CD36, une molécule passionnante
Il n'y a pas si longtemps, la recherche sur la perception orale des lipides était encore confinée dans le périmètre d'une poignée de chercheurs dans le monde. Mais au cours de ces dernières années, les travaux se sont multipliés dans ce domaine, en particulier au Japon, pionnier dans ce domaine, avec l'équipe de Torhu Fushiki de l'Université de Kyoto, mais aussi aux Etats-Unis, notamment grâce aux travaux menés par l'équipe de Richard Mattes du Département Aliments et Nutrition de l'Université Purdue. "Celui-ci a montré récemment qu'il existe une perception orosensorielle des lipides alimentaires chez l'homme", précise Philippe Besnard dont l'équipe travaille depuis très longtemps sur l'absorption intestinale des lipides et a décidé, il y a plusieurs années, en collaboration avec le Centre des Sciences du Goût (CSG) de Dijon, d'élargir cette thématique à la perception des lipides au niveau de la sphère orale, ces deux aspects ne cessant de se rejoindre.

Aujourd'hui, cette équipe d'une douzaine de personnes, travaille plus particulièrement sur "CD36", une molécule que les chercheurs appellent un "récepteur/transporteur". Isolée pour la première fois dans le tissu adipeux, cette molécule ces chercheurs l'ont retrouvé au niveau de l'intestin et plus récemment dans les papilles gustatives de souris. "CD36 y joue un rôle inédit, celui de lipido-récepteur gustatif", s'enthousiasme Philippe Besnard qui ajoute: "Ce qui est passionnant c'est que le CD36 lingual joue un rôle important dans le comportement alimentaire. Il est en effet impliqué dans la préférence spontanée pour les lipides chez la souris". D'où les travaux développés par cette équipe qui visent à comprendre comment fonctionne cette protéine, que ce soit au niveau lingual et intestinal, mais aussi du cerveau. Aussi s'est-elle lancée notamment dans le développement d'un projet baptisé "SensoFAT", labellisé par le pôle de compétitivité vitagora et financé par l'ANR (Agence Nationale de la Recherche).

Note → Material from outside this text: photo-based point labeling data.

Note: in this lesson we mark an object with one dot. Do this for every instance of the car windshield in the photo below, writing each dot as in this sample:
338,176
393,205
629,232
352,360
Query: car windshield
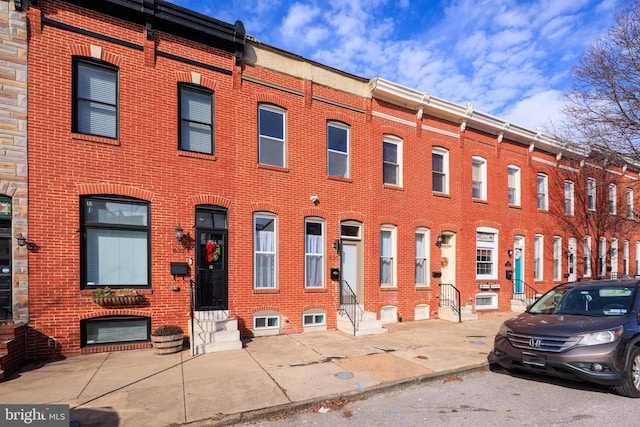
606,300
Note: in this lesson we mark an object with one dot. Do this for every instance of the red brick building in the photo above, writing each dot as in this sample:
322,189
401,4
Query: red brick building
261,193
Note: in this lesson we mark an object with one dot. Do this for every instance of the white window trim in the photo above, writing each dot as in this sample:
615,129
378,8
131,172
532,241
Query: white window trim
426,248
314,313
482,164
587,256
494,301
493,247
394,255
538,255
445,168
613,199
282,111
391,139
602,256
516,177
591,194
306,254
545,189
615,256
625,259
569,198
557,258
257,215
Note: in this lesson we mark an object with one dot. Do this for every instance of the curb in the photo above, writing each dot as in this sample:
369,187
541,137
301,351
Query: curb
288,409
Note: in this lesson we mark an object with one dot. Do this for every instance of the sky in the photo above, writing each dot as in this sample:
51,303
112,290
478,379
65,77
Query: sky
508,58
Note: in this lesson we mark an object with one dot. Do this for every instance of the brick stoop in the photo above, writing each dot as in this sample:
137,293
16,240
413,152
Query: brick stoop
13,340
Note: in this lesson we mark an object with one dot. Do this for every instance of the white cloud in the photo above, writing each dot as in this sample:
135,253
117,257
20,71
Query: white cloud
535,111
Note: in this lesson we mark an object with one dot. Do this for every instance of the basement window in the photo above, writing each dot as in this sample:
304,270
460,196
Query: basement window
115,329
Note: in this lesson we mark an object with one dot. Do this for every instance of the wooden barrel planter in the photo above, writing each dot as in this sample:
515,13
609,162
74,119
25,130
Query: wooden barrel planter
167,339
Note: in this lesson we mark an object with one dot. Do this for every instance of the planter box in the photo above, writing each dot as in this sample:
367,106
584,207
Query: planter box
167,344
118,300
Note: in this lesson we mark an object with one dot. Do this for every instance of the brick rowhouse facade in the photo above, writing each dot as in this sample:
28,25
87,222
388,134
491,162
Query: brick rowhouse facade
470,232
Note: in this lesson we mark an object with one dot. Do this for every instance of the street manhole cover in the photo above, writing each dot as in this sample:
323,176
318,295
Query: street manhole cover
344,375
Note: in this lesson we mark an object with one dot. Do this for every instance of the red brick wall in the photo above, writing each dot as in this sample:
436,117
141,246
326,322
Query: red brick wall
145,163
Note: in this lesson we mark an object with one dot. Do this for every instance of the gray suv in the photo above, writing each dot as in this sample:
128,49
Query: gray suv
585,330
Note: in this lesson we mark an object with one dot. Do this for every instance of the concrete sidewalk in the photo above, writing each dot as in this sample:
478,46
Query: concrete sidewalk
269,375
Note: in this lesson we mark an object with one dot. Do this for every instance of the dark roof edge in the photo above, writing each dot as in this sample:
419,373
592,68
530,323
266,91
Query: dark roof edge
173,19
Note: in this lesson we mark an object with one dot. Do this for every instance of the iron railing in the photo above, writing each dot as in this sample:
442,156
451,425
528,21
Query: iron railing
450,297
349,304
529,294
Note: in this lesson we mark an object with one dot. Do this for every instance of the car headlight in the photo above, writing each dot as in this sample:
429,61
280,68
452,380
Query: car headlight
600,337
504,329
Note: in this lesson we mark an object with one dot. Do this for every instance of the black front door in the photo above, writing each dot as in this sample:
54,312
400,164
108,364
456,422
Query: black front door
211,279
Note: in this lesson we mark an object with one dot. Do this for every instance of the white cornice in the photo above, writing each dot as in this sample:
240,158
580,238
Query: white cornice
396,94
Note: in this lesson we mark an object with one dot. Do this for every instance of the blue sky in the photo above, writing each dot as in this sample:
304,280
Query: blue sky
509,58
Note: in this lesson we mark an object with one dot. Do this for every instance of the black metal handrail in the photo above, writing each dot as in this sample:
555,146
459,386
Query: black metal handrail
450,297
528,295
349,304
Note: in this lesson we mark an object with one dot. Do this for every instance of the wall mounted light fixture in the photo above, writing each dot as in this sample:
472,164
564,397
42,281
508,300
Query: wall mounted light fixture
178,233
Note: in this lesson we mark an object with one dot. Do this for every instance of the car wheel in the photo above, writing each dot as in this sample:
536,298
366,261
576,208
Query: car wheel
631,386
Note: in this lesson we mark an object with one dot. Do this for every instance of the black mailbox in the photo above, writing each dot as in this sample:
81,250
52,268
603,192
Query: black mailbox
179,269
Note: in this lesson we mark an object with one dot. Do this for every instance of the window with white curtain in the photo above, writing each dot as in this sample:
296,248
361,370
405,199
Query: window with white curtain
486,253
613,199
568,197
479,178
387,255
587,256
513,184
625,254
557,258
538,257
602,256
591,194
440,170
614,256
95,98
543,192
265,244
314,253
392,160
115,245
338,149
422,257
196,119
272,137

De nombreuses collaborations internationales
Dans le cadre de ce projet, deux thèses sont en cours, l'une, financée par le Ministère de l'Enseignement Supérieur et de la Recherche, lancée dès septembre 2007, l'autre, financée par l'ANR, qui a démarré début 2008. "Que se passe-t-il au niveau du cerveau ? Qu'en est-il chez l'homme ? Telles sont les deux grandes questions actuelles auxquelles nous allons devoir répondre", résume le responsable de cette équipe de recherche. Or pour parvenir à des réponses dans le cadre de ce programme ambitieux, cette équipe, ne disposant pas de l'ensemble des compétences requises, à fait appel à celles d'autres chercheurs. Un consortium collaboratif a donc été créé avec quatre autres équipes françaises, celle Naïm Kahn de l'Université de Bourgogne, celle de Christophe Magnan de l'Université de Paris VII, celle de Philippe Frogel de l'Institut Pasteur de Lille, enfin celle de Gilles Mithieux de l'Université Lyon I.

Parallèlement, cette équipe a développé de nombreuses collaborations internationales, en relation notamment avec le rôle du CD36 au niveau intestinal. Pour autant, d'autres collaborations de ce type avec les laboratoires les plus en pointe sur le rôle du CD36 au niveau lingual chez l'homme pourraient être envisagées prochainement. "Si nous parvenons à démontrer qu'il existe chez l'homme un système oro-sensoriel CD36-dépendant identique à celui qui permet de détecter les lipides alimentaires chez l'animal et qu'il joue aussi un rôle dans ses choix alimentaires, notamment pour les acides gras, il sera alors possible d'imaginer le développement d'agonistes et d'antagonistes de ce récepteur dans le but d'agir sur ce comportement et de combattre les problèmes d'obésité", estime-t-il. Mais Philippe Besnard modère aussitôt notre enthousiasme en reconnaissant qu'un tel scénario reste aujourd'hui du domaine de la science-fiction. "Néanmoins, si nous disposons des moyens nécessaires, nous pouvons aller très vite", conclut-il.